In the pre-internet days, a company wanting to share information with its shareholders and customers would engage an agency to create a brochure, featuring lots of lovely images and text about what great work was being done. Then everyone got computers in their offices and the same agencies were forced to get the brochure online. Most early company websites in the mid 1990s were little more than a poor attempt by a print agency to reproduce the brochure experience online.

Agencies quickly found a solution to get around the large number of teething troubles in the web. Young web technology meant that beautiful print brochure layouts just couldn’t be achieved using HTML and the basic CSS available at the time, so agencies and their clients turned, frustrated, to the logical alternative: the digital Portable Document Format. (Known to all these days through the acronym “PDF”). A PDF could be easily created using Quark Express – the layout tool of choice – and offered as a download on the company website. Done and dusted.

However, the same problems apply to using PDFs today as have always applied: the file size of a high-quality PDF is often considerable; reading a PDF requires a browser plugin; PDFs don’t adapt themselves to the screen being used by the viewer. Anyone who has tried to read an instruction manual in PDF format on an iPad or iPhone will know just how illegible and awful the experience is.

Back in 2009, I worked within the Crossmedia team at Burson-Marsteller to try and bring the press release methodology into the 21st century. Instead of sending emails out containing PDFs of a press release, we conceived a workflow whereby the press release was created using a content management system – in this case WordPress – and published online. The email would then simply contain a title and summary for the press release, with a link to the online version. That meant that each press release could be simply prepared in the CMS with no recourse to a print designer or agency, proof-read by anyone with access to the draft version, and then published instantly with the click of a button. A simple subscription service could then fire out automated emails to subscribed email addresses to let them know of the new release.

The benefits of this workflow were that the email was very small and legible in a text-only email programme (on many mobile phones of the day), that the press release could easily be bookmarked for future reference, that it would be picked up quickly by search engines, and that readers of the press release could be assessed by a page analytics tool. Critically, the press release could also be found by anyone, not just those who received it by email, and then shared on social media channels.

Seven years later, there are still thousands of companies all over the world who create press releases, case studies and documentation using a layout tool designed for print material: InDesign. Because porting the layout over to a CMS will involve a cost, many agencies and their clients continue to create PDFs and send them via email… or worse, offer them as digital downloads on their websites. (The fact that the cost of transition to a web-based solution is a one-off investment, massively less expensive than creating PDF after PDF through an agency, seems to go unnoticed.)

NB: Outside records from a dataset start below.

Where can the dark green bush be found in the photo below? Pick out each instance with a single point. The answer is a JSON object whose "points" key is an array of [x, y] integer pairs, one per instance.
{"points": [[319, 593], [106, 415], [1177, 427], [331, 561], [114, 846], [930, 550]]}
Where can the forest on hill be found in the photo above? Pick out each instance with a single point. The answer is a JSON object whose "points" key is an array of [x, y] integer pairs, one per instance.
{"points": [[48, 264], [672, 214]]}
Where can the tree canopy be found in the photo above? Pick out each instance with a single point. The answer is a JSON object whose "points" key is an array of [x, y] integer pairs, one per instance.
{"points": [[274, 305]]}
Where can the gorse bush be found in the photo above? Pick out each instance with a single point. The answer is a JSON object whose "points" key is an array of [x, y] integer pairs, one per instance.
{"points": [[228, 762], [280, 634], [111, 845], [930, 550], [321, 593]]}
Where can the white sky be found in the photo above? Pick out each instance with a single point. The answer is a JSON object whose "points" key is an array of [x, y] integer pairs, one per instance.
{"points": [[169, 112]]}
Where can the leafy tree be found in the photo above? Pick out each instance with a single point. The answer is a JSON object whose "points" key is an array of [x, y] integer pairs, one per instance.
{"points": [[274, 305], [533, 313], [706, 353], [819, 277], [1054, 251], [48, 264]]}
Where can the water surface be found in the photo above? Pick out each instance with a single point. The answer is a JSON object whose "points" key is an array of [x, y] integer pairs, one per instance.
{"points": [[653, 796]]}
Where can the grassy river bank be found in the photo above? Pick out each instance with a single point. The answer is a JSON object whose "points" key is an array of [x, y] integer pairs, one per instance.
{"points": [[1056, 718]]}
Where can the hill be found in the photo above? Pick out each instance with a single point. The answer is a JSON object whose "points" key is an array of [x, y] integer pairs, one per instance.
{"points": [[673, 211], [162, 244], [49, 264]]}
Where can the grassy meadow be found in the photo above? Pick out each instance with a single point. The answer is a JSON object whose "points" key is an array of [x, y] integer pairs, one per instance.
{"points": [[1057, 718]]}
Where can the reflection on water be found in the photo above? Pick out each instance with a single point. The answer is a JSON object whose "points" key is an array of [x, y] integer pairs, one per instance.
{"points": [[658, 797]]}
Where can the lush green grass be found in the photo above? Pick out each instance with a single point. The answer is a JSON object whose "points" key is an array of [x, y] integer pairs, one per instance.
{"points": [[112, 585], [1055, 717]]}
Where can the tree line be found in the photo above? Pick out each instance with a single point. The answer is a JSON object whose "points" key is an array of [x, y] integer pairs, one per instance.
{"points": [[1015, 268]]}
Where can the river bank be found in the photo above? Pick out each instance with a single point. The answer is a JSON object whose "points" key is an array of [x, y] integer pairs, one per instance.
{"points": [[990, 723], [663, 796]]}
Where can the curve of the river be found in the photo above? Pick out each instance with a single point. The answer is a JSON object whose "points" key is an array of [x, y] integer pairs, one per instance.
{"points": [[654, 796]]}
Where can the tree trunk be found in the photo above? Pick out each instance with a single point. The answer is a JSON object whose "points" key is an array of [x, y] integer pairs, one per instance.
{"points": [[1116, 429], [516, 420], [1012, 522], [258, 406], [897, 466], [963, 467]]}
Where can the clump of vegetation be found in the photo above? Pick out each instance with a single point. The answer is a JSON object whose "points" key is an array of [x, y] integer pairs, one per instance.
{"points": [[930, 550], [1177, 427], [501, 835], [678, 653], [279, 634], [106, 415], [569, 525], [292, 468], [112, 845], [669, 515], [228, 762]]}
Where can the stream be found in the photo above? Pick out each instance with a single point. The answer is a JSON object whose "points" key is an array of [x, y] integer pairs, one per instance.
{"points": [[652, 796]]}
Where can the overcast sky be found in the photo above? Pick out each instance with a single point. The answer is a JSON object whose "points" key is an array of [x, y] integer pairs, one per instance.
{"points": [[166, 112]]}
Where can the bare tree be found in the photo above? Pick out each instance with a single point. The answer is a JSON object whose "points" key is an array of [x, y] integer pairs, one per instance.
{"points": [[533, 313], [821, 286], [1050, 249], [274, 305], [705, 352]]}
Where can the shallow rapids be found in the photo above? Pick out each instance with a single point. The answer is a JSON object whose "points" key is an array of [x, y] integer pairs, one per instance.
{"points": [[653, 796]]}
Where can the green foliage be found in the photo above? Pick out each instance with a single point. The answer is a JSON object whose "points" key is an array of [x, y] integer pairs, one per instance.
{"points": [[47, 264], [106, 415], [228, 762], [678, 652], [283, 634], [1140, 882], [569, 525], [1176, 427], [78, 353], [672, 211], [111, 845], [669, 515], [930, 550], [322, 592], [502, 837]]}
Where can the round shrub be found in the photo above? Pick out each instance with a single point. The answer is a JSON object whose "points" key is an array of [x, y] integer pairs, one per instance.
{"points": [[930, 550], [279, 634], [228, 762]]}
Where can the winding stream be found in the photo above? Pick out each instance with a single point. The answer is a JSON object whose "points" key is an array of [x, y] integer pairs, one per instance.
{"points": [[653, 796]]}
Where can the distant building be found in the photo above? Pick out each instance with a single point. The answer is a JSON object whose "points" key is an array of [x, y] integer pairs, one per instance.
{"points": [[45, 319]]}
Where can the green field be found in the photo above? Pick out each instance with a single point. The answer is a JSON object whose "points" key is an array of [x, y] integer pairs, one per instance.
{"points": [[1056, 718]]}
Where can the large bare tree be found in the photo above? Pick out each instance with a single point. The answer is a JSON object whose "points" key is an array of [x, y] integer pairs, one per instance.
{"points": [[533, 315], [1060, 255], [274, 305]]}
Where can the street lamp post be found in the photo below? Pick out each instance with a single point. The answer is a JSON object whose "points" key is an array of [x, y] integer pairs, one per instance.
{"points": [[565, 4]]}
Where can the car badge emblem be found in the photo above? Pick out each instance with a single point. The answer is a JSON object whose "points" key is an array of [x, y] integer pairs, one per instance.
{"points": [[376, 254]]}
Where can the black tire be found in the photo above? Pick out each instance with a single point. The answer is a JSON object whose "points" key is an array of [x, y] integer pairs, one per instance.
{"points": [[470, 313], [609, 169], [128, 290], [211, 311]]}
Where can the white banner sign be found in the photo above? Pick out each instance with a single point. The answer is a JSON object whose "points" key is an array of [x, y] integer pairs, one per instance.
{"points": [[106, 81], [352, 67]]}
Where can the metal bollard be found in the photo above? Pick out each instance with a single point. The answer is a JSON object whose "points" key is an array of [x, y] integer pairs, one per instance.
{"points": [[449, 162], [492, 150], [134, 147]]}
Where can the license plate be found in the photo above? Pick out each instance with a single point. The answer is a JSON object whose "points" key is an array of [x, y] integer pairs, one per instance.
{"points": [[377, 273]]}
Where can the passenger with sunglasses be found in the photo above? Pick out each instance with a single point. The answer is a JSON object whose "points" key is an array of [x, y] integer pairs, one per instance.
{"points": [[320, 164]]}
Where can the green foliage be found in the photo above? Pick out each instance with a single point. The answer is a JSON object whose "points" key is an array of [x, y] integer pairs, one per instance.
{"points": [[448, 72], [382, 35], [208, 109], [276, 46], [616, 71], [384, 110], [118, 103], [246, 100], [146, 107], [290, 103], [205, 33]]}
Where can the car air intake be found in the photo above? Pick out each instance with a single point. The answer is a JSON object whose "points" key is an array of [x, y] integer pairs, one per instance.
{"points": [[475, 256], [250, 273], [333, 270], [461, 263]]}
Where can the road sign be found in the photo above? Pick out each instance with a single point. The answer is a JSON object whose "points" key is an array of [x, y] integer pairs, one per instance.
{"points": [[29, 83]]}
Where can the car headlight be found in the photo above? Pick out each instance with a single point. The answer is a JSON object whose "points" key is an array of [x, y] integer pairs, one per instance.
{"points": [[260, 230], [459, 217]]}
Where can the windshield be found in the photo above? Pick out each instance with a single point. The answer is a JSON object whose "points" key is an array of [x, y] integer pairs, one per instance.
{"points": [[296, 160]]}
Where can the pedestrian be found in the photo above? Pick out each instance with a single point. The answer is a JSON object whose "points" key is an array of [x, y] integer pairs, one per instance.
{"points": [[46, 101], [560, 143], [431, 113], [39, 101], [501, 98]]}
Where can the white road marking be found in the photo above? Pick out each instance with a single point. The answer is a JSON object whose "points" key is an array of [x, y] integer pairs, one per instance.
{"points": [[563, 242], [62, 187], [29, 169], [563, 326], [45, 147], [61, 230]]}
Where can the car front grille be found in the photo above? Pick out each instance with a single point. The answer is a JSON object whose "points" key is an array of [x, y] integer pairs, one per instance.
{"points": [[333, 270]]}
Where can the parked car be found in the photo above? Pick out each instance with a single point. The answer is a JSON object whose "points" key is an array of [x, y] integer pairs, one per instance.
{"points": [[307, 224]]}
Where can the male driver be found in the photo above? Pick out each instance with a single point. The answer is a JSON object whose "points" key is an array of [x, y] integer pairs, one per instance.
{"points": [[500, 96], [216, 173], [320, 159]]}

Although a huge Swiss organisation relaunched a great new website last year, they are still offering web service documentation online in PDF format, instead of putting the content directly on a web page. (I’ll name no names, as I don’t want to criticise the organisation directly.) Their site forces the user to download the PDF, instead of opening it directly in the web browser, thereby forcing the reader to open it in a separate programme. A hugely inefficient process for all concerned, which could so easily be brought into the 21st century.

Whether a company anchored in the business of traditional printed media can make steps away from this traditional process is uncertain. The organisation at hand shows many positive signs of modernity, so I’m sure that the process will be reviewed after the new version of their site has been online for a while.

The only reason I can see for sticking to outdated workflows like this is that the agencies or departments responsible for creating this content are unwilling to change the procedures which have been in place for so many years. Each PDF means work – and often an invoice – for the layout, type setting and media production at the agency. The same content could easily be created by a site editor after a moderately simple training session, then published directly and shared on a multitude of media channels within minutes. Using adaptive design principles also means that the content can be read perfectly well – and quickly – on a wide variety of devices. Technology for brand new solutions like Facebook Instant Articles are also simple to implement, ensuring the widest possible reach for the content. Try getting that with a downloadable PDF.

A crux of the matter is based on an age-old problem, which doesn’t just apply to the web industry. Bringing publishing processes up-to-date and making them efficient saves a lot of money. Publishing via a website with the right solution is much less costly than hanging on to old print-media processes. But streamlining the process will mean that the same business goals can be achieved with much less work, which in turn will mean that some people may lose their jobs. So it’s a toss-up between streamlining costs and cutting out “dead wood” processes, or keeping people in employment. A tricky call for the people in charge, for sure.